Nomination d’une médiatrice dans le conflit chez Exceldor

La nomination d’une médiatrice par le ministre du Travail, Jean Boulet, pour régler le conflit de travail à l’usine de transformation de volaille d’Exceldor à Saint-Anselme est bien reçue par la direction et les syndiqués. « Cette nomination est accueillie avec d’autant plus d’espoir considérant que les négociations sont au point mort depuis le 25 mai dernier, a indiqué la direction d’Exceldor coopérative dans un communiqué. La coopérative espère sincèrement que les séances prévues durant la fin de semaine produiront l’effet escompté et qu’elles permettront de dénouer l’impasse. » De son côté, Roxanne Larouche, porte-parole du Syndicat des travailleurs et travailleuses unis de l’alimentation et du commerce (TUAC), dit espérer que l’employeur s’assoie à la table des négociations. « Nous, on est prêts, on l’a toujours été. » Selon le syndicat, les salaires et les assurances comptent parmi les principaux points de mésentente. Exceldor affirme que, depuis le début du conflit, près de 200 000 poulets ont été euthanasiés, faute de pouvoir être transformés, et 300 000 de plus s’ajouteront d’ici la fin de la journée dimanche. L’entreprise, dont l’usine de Saint-Anselme, dans la région de Chaudière-Appalaches, transforme 1 million de volailles par semaine, calcule que près de 400 000 poulets seront euthanasiés chaque semaine s’il n’y a pas de règlement.

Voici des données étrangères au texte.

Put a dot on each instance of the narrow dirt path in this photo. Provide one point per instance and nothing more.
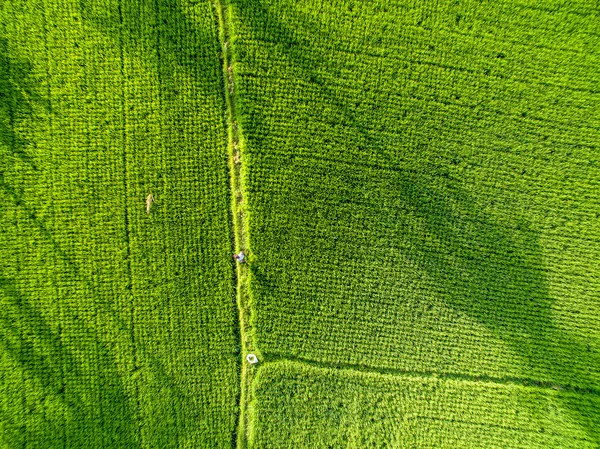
(239, 222)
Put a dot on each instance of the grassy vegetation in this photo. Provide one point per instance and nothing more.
(423, 187)
(416, 185)
(118, 326)
(342, 408)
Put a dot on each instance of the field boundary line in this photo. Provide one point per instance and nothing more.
(238, 215)
(393, 372)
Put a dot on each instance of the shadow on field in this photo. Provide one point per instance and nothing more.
(17, 97)
(74, 378)
(489, 271)
(88, 384)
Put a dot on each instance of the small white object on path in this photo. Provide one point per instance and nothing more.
(149, 201)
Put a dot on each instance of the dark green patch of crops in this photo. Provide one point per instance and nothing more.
(423, 186)
(340, 408)
(118, 324)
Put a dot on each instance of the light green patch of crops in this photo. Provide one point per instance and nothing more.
(423, 184)
(300, 406)
(118, 325)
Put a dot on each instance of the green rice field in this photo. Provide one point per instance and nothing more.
(415, 186)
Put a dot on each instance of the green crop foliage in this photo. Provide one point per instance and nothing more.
(300, 406)
(118, 326)
(423, 185)
(416, 186)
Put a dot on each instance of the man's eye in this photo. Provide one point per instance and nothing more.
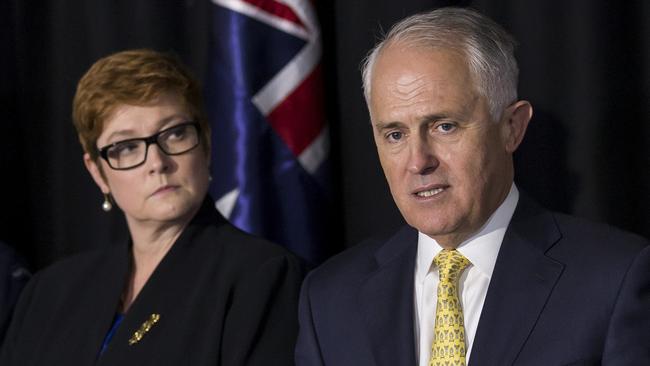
(446, 127)
(395, 136)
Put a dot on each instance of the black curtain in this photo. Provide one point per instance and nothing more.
(585, 66)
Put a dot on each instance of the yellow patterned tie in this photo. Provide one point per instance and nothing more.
(448, 348)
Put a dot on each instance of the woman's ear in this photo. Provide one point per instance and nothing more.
(518, 115)
(97, 174)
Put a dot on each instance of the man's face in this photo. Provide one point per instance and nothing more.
(448, 164)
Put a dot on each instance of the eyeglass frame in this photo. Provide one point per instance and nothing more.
(151, 140)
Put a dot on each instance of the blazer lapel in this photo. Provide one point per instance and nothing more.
(386, 300)
(521, 283)
(96, 309)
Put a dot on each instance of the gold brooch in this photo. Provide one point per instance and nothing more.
(144, 328)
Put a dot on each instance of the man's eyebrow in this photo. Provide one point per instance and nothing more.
(388, 125)
(434, 117)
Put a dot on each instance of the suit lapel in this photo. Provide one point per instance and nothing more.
(386, 301)
(521, 283)
(95, 310)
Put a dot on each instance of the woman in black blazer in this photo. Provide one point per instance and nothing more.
(187, 288)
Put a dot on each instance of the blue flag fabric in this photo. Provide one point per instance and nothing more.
(270, 143)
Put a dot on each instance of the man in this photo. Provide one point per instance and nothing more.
(482, 275)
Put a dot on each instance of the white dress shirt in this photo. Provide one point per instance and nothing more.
(481, 249)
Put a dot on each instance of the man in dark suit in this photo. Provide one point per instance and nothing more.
(482, 275)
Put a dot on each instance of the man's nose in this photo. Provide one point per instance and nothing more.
(422, 158)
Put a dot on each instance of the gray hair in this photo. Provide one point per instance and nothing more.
(487, 47)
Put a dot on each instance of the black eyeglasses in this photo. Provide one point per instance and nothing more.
(128, 154)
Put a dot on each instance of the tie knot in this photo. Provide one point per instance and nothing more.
(450, 264)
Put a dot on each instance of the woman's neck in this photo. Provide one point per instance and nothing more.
(150, 245)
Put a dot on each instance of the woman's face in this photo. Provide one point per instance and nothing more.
(163, 190)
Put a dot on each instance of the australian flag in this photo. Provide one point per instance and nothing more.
(270, 143)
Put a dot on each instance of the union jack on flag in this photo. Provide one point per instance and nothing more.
(270, 143)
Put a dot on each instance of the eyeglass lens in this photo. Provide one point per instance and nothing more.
(172, 141)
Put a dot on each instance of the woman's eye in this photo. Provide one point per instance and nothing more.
(123, 149)
(175, 133)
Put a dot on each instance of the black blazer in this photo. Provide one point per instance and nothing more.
(223, 297)
(13, 277)
(563, 292)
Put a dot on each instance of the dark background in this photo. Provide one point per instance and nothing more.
(585, 66)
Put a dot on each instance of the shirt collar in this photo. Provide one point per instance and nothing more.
(481, 249)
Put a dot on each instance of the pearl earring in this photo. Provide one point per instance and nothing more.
(107, 206)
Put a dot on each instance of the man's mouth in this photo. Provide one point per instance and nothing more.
(430, 192)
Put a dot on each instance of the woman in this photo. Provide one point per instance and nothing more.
(188, 288)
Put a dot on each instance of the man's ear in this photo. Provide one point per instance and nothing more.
(517, 117)
(96, 173)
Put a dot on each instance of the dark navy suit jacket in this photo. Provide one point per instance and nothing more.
(563, 292)
(13, 277)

— Nathaëlle Morissette, La Presse

Le G7 se penche sur l’impôt minimum mondial

Le G7 Finances s’est ouvert vendredi à Londres, avec en priorité au programme le projet d’impôt minimal mondial ravivé par l’administration du président des États-Unis, Joe Biden, et qui reçoit un soutien commun des grandes puissances européennes. Le ministre français de l’Économie et des Finances, Bruno Le Maire, a estimé que la proposition d’un seuil mondial de 15 % pour l’impôt sur les sociétés représentait un « minimum ». Ce taux, proposé par les États-Unis, « c’est un minimum, pour nous, c’est un point de départ », a déclaré M. Le Maire. La réunion des ministres des Finances du G7 ce samedi laisse espérer un engagement vers un impôt mondial minimum et une meilleure répartition des recettes fiscales provenant des multinationales, particulièrement les géants du numérique. Les membres du G7 (Royaume-Uni, France, Italie Canada, Japon, Allemagne, États-Unis) veulent parvenir à une réforme mondiale de l’impôt sur les sociétés dans l’esprit des travaux engagés au sein de l’OCDE.